Klara and the Sun by Kazuo Ishiguro book review: a fable about the value of  life | Evening Standard

Klara is an AF (an Artificial Friend), a humanoid robot that parents, in this near-future dystopia set in the United States, buy to be company for their children. Klara, though not the most up-to-date model, is quite advanced and has been programmed to have a range of human characteristics and emotions – pity, anxiety, fear, and even possibly love. Klara is purchased to be Josie’s friend. Her duties go little further than being a companion to Josie, a sickly teenager who lives at home with her mother and Melania Housekeeper (a nice touch). When Josie’s condition starts to deteriorate, Klara pleads with The Sun to restore her with its healing powers.

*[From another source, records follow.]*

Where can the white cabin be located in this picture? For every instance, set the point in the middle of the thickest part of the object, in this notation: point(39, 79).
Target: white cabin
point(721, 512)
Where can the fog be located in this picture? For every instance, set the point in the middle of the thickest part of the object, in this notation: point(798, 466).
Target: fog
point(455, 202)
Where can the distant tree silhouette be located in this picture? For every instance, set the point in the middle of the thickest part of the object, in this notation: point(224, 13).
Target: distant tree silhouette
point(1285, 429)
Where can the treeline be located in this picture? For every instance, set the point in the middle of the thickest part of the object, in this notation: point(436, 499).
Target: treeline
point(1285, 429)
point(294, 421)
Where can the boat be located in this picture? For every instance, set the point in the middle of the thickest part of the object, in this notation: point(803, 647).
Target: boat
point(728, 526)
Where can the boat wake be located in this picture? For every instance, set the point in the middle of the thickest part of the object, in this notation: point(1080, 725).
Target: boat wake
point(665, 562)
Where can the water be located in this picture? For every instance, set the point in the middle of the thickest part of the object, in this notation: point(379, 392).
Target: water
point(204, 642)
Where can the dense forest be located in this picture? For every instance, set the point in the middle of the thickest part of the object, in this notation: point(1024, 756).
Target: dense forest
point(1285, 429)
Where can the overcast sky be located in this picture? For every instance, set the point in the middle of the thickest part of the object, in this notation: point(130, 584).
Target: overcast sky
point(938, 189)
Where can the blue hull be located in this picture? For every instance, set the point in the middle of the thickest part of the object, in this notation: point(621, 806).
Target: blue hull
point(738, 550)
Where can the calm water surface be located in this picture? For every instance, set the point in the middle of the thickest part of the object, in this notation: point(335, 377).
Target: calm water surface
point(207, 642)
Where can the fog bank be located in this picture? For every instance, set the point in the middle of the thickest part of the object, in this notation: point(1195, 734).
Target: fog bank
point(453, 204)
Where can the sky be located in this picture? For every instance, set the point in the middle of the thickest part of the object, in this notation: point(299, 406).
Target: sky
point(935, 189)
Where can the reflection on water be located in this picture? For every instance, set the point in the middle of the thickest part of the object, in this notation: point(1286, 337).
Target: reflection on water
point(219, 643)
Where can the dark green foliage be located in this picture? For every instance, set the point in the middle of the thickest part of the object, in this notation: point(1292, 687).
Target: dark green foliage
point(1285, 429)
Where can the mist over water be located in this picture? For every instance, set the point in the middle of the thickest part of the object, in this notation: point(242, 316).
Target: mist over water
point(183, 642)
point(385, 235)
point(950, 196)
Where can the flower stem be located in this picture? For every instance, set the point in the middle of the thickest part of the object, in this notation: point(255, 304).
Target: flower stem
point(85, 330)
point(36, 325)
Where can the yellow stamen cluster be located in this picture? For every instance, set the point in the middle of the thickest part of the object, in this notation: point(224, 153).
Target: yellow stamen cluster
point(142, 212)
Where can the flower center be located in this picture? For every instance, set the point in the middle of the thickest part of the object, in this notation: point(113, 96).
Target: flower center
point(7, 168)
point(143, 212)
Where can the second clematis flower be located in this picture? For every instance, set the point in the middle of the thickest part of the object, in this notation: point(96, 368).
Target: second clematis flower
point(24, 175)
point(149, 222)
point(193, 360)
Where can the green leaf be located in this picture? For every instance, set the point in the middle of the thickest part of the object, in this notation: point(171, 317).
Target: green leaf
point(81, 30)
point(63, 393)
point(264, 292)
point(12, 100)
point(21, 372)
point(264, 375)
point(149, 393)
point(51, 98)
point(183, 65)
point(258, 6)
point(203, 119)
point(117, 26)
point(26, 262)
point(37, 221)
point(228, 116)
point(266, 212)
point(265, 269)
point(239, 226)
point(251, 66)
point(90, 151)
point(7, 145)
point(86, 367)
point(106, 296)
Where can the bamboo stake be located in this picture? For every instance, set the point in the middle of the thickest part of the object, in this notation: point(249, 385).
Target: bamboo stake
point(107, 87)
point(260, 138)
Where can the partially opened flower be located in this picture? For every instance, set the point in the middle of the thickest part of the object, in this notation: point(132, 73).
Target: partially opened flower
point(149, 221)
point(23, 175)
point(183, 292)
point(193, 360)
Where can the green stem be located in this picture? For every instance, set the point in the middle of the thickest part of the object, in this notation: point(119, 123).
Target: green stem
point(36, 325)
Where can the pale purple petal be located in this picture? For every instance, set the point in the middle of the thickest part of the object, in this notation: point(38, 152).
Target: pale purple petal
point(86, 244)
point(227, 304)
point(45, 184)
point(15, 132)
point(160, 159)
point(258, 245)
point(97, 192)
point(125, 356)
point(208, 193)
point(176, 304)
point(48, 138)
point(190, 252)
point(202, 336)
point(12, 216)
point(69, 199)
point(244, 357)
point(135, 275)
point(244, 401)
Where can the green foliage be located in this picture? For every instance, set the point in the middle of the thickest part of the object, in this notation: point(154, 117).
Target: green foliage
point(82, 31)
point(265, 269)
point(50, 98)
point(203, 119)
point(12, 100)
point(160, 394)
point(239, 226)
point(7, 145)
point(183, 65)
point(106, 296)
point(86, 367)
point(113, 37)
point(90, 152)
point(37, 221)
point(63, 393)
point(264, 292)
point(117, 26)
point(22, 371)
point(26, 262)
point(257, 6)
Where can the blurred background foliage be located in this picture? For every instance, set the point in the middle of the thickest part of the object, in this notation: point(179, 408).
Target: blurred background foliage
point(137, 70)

Ishiguro’s imagined future is a grim one, but perhaps not much more grim than our present. It’s a place with a rigid caste system in which the “raised” are the elite, a place where the homeless still sleep in doorways and pollution still obscures the sun, and a place where children do almost everything through their “rectangles”. But Ishiguro’s main preoccupation here isn’t social commentary. It’s more to do with what distinguishes human beings in a world of increasingly clever and sentient machines. If we can programme a machine to love and to feel pity, what makes a human a human? Maybe it isn’t the capacity to love that makes us unique, but the ability to inspire love in others …

Klara and The Sun, written in that deceptively simple, crystal-clear prose familiar to anyone who knows Ishiguro’s novels, is unsettling and captivating. I’m not sure that it’s the masterpiece that many reviewers have said it is, but it’s certainly as thought-provoking as anything I’ve read for a long time.